I learned from my therapist to stop trying to change my behavior based on how I predict other people will feel. If someone has expressed a clear boundary that is one thing, but otherwise I will not assume “I texted too much already I don’t want to bother them” or “I shouldn’t say the thing that’s on my mind they probably don’t want to hear it.” I still need to keep track of when I am genuinely talking too much around people sensitive to that (I check in with people, and it varies per person based on conversational styles) but now I allow myself to express what I want to express and I have a lot less anxiety about what other people think. My therapist describes the tendency to modify our behavior based on the predicted comfort of others as codependency or people pleasing, which might be useful things to research. Changing yourself is not easy or trivial, but over the course of time, we can change and grow a lot in life. Doing so has been a decades long effort but I am so much better with social interactions these days, and it has been quite rewarding to get here.
I learned to do this a few years ago and it is easily one of the most freeing things I’ve ever done. Funny thing is, before I had thought of myself as someone who was just really empathetic and justified my behavior as being concerned about the well-being of others. But now it’s clearer to me that I wasn’t actually paying attention to how others actually felt but was mostly making a ton of assumptions in efforts to avoid my own discomfort.
Why not just start making conscious decisions?

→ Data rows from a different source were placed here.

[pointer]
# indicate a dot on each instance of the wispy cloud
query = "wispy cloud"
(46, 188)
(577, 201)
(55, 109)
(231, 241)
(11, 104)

Like "Here's my path to statistical victory/social success/meeting needs. Chances are, it'll be in some small degree inconvenient for others, it'll be rude to them, it'll make them angry, and it'll put a burden on them. Will it worth my chances on victory/social success/meeting needs?"

That's how I do it, but my needs socially are mostly already met, so the incremental gain for being outgoing serves no practical need, but has some notional risk and cost.
You're right, socializing has different costs for different people.

Some fences are boundaries, not barriers and that's ok!

Not every fence needs to come down. Honor what serves you.